Ein Toggenburger zwischen Kunst, Kirche und Widerstand

Ausstellung

Zeitweise war der Toggenburger Kunstmaler Willy Fries fast in Vergessenheit geraten. Eine aktuelle Ausstellung in Wattwil holt sein Werk aus der Versenkung.

Willy Fries war 31 Jahre alt, als er seinen ersten öffentlichen Auftrag von den drei christlichen Landeskirchen der Schweiz erhielt. Er sollte für die Landesausstellung, der legendären «Landi 39», ein grosses Tafelbild malen und entschied sich für den heiligen Christophorus. Bei Fries trägt er das Christuskind aber nicht wie in der Legende über einen Fluss, sondern durchwatet mit ihm das untere Zürichseebecken.

Der Andere Fries. «Den Säntis und die Churfirsten hat Fries direkt an den Zürichsee geholt, um so einen Bezug zu seiner Toggenburger Heimat herzustellen», erklärt Silvan Altermatt, Kurator und Werkverantwortlicher der Stiftung Willy Fries Wattwil. Er hat das imposante, 200 Kilogramm schwere Bild ins Gemeindehaus Wattwil geholt. Dort bildet es quasi den Mittelpunkt der Ausstellung mit über hundert Gemälden, Zeichnungen und Skizzen. «Wir wollen aber nicht nur den religiösen, sondern auch den anderen Fries zeigen», sagt Altermatt. Etwa seine frühen Landschaften, Stillleben und Porträts.

Dennoch bleibt der Name Willy Fries (1907–1980) stark mit religiösen Motiven verknüpft. Mit seinen Passionsbildern, die er in das eigene örtliche und zeitliche Umfeld transferierte, übte er Kritik am Verhalten der Schweiz und insbesondere der Kirchen im Zweiten Weltkrieg. Als junger Mann und Student der Kunst- und Literaturgeschichte zog es ihn Ende der 1920er-Jahre nach Paris und Berlin. Dort erlebte er den aufkommenden Nationalsozialismus hautnah. Anders als sein expressionistischer Weggefährte und Vorbild Emil Nolde (1867–1956) beeindruckten ihn Menschen, «die aktiven Widerstand gegen den gefährlichen Ungeist leisteten». In Berlin traf er auf die «Bekennende Kirche» – den innerkirchlichen Widerstand gegen die Nazis, dem Martin Niemöller oder Dietrich Bonhoeffer angehörten.
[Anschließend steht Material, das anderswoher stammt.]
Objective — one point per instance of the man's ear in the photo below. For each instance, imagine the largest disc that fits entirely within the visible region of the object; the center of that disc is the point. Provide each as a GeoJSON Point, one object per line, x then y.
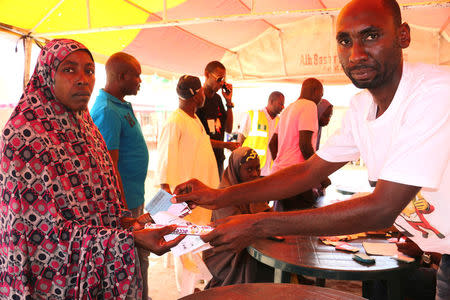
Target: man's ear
{"type": "Point", "coordinates": [404, 36]}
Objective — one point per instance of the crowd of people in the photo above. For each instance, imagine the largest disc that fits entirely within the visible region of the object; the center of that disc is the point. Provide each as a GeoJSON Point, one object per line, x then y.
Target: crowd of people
{"type": "Point", "coordinates": [72, 181]}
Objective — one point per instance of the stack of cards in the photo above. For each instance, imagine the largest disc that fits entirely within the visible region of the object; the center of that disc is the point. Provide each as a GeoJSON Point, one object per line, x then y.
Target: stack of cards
{"type": "Point", "coordinates": [161, 202]}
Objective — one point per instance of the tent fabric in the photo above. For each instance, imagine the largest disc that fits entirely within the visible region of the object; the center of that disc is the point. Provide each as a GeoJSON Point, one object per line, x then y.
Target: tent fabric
{"type": "Point", "coordinates": [272, 40]}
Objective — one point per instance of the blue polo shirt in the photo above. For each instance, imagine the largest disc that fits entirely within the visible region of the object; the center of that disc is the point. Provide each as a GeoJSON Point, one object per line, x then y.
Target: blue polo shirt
{"type": "Point", "coordinates": [121, 131]}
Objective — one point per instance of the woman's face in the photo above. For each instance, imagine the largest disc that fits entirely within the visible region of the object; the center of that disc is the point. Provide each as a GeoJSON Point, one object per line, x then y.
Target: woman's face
{"type": "Point", "coordinates": [250, 170]}
{"type": "Point", "coordinates": [74, 80]}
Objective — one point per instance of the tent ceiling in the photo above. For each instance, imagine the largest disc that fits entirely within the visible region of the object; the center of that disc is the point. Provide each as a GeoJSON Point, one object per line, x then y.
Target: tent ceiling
{"type": "Point", "coordinates": [256, 39]}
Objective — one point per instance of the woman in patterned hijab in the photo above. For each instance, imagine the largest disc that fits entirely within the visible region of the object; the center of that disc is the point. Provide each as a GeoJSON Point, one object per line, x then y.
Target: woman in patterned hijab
{"type": "Point", "coordinates": [229, 268]}
{"type": "Point", "coordinates": [60, 206]}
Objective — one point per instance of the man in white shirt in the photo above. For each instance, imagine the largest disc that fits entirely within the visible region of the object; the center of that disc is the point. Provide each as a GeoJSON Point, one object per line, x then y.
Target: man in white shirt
{"type": "Point", "coordinates": [257, 128]}
{"type": "Point", "coordinates": [399, 125]}
{"type": "Point", "coordinates": [295, 139]}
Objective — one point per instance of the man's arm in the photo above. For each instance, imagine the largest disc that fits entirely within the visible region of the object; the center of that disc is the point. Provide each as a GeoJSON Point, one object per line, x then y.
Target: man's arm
{"type": "Point", "coordinates": [241, 138]}
{"type": "Point", "coordinates": [273, 146]}
{"type": "Point", "coordinates": [115, 158]}
{"type": "Point", "coordinates": [304, 143]}
{"type": "Point", "coordinates": [283, 184]}
{"type": "Point", "coordinates": [374, 211]}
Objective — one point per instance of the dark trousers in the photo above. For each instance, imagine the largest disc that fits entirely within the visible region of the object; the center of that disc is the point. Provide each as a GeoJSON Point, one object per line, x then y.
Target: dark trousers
{"type": "Point", "coordinates": [304, 200]}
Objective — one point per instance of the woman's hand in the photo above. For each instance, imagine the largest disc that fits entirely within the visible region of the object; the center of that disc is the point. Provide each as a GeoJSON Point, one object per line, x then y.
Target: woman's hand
{"type": "Point", "coordinates": [194, 193]}
{"type": "Point", "coordinates": [153, 239]}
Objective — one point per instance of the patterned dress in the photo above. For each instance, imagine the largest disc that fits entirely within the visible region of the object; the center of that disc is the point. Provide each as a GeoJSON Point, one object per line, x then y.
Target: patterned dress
{"type": "Point", "coordinates": [60, 236]}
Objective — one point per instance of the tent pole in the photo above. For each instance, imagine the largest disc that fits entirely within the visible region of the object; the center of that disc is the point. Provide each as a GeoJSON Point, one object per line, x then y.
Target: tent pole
{"type": "Point", "coordinates": [47, 15]}
{"type": "Point", "coordinates": [27, 45]}
{"type": "Point", "coordinates": [240, 66]}
{"type": "Point", "coordinates": [283, 57]}
{"type": "Point", "coordinates": [88, 14]}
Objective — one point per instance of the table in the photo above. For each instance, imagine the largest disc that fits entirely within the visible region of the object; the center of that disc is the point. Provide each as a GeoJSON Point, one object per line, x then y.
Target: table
{"type": "Point", "coordinates": [307, 255]}
{"type": "Point", "coordinates": [272, 291]}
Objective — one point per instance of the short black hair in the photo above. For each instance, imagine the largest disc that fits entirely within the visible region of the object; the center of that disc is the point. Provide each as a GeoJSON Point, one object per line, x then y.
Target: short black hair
{"type": "Point", "coordinates": [213, 65]}
{"type": "Point", "coordinates": [393, 6]}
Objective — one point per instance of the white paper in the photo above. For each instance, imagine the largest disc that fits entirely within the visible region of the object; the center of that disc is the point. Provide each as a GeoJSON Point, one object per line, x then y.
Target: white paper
{"type": "Point", "coordinates": [161, 202]}
{"type": "Point", "coordinates": [191, 243]}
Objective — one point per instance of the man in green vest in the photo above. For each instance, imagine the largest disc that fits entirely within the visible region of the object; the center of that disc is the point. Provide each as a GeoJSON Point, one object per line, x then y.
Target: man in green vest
{"type": "Point", "coordinates": [257, 128]}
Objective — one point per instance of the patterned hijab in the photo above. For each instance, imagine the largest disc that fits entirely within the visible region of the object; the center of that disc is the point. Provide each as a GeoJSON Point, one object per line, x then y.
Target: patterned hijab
{"type": "Point", "coordinates": [59, 226]}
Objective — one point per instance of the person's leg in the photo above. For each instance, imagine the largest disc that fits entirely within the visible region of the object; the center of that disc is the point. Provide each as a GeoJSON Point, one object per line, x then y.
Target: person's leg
{"type": "Point", "coordinates": [143, 256]}
{"type": "Point", "coordinates": [443, 279]}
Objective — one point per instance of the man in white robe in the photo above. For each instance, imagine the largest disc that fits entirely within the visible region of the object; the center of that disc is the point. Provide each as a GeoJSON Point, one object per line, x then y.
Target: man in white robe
{"type": "Point", "coordinates": [185, 152]}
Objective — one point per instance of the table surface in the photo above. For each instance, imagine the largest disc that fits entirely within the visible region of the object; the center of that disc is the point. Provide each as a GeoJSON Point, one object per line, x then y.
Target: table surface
{"type": "Point", "coordinates": [307, 255]}
{"type": "Point", "coordinates": [272, 291]}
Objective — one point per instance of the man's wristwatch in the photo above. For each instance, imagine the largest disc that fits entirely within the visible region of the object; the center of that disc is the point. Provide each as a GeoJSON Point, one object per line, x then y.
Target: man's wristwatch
{"type": "Point", "coordinates": [426, 259]}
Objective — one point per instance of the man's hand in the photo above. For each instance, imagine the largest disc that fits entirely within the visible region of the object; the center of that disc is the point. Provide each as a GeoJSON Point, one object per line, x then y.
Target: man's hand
{"type": "Point", "coordinates": [153, 239]}
{"type": "Point", "coordinates": [232, 145]}
{"type": "Point", "coordinates": [234, 233]}
{"type": "Point", "coordinates": [410, 248]}
{"type": "Point", "coordinates": [194, 193]}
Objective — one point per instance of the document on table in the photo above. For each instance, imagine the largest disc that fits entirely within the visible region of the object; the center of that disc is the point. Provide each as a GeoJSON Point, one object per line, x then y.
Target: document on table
{"type": "Point", "coordinates": [191, 243]}
{"type": "Point", "coordinates": [386, 249]}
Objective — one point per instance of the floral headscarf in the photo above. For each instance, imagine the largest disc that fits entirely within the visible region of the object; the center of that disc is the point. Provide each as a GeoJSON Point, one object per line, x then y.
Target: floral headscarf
{"type": "Point", "coordinates": [59, 226]}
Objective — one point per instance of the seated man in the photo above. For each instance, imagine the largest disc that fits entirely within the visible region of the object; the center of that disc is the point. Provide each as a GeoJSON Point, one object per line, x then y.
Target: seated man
{"type": "Point", "coordinates": [230, 267]}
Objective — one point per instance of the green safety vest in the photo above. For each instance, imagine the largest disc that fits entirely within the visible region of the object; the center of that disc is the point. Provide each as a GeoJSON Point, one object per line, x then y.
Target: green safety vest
{"type": "Point", "coordinates": [258, 136]}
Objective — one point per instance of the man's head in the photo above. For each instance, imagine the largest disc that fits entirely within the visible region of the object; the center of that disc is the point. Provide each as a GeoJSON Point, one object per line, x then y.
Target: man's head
{"type": "Point", "coordinates": [189, 89]}
{"type": "Point", "coordinates": [312, 89]}
{"type": "Point", "coordinates": [123, 72]}
{"type": "Point", "coordinates": [370, 38]}
{"type": "Point", "coordinates": [215, 75]}
{"type": "Point", "coordinates": [275, 103]}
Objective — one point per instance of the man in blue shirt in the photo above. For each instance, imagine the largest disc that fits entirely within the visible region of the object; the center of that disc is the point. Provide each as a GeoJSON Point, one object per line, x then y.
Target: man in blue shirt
{"type": "Point", "coordinates": [117, 123]}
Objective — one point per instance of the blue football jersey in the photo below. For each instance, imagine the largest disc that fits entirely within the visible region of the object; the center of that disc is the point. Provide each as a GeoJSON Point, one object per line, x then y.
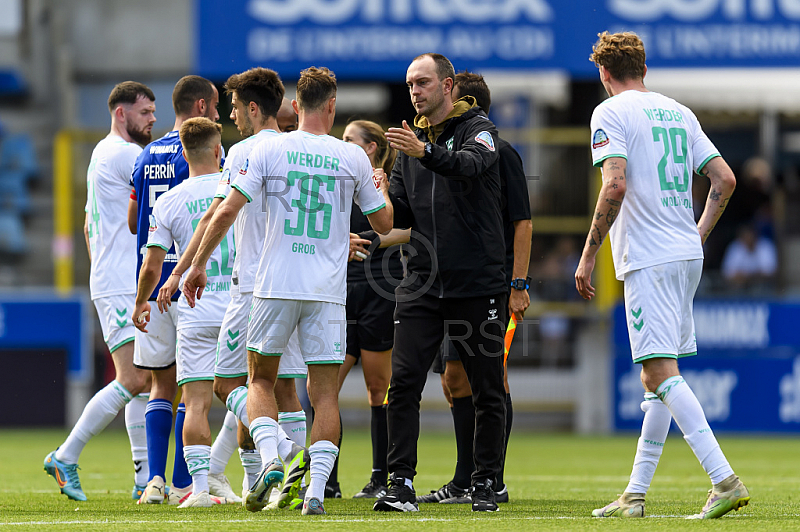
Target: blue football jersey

Durch die Liebe zur Bibel. Seine Entwicklung hin zum religiösen Maler hat aber zuerst mit der Liebe zu tun. Es war seine Berliner Freundin Luise Grosse, die ihn mit dem Evangelium vertraut machte. «Sie schlug ihm vor, zusammen täglich daraus zu lesen», sagt Altermatt.Auf Druck seiner Familie beendete der Maler die Beziehung aber, «weil eine Deutsche nicht gerne gesehen wurde».

1939 heiratete Fries die Pfarrerstochter Dorothea Wieser in Wattwil. Während den Kriegsjahren malte Fries ohne Auftrag seine Grosse Passion, die Anfang der 1950er-Jahre auf Widerstand in der Reformierten Kirche stiess. Nach dem Krieg erhielt er viele Aufträge von der Evangelischen Kirche Deutschlands und in der Schweiz, hielt Vorträge über Kunst und Kirche. 1972 wurde ihm der Ehrendoktor der theologischen Fakultät in Bern verliehen. «Willy Fries ist in der Schweiz fast vergessen», sagt Altermatt. Die Ausstellung im Gemeindehaus Wattwil, die noch bis am 2. Juni zu sehen ist, will dies ändern. Übrigens ist Fries auch in Zürich präsent: In der Friedhofshalle von Dürnten und den Kirchgemeindehäusern von Rüti und Kilchberg finden sich seine Fresken.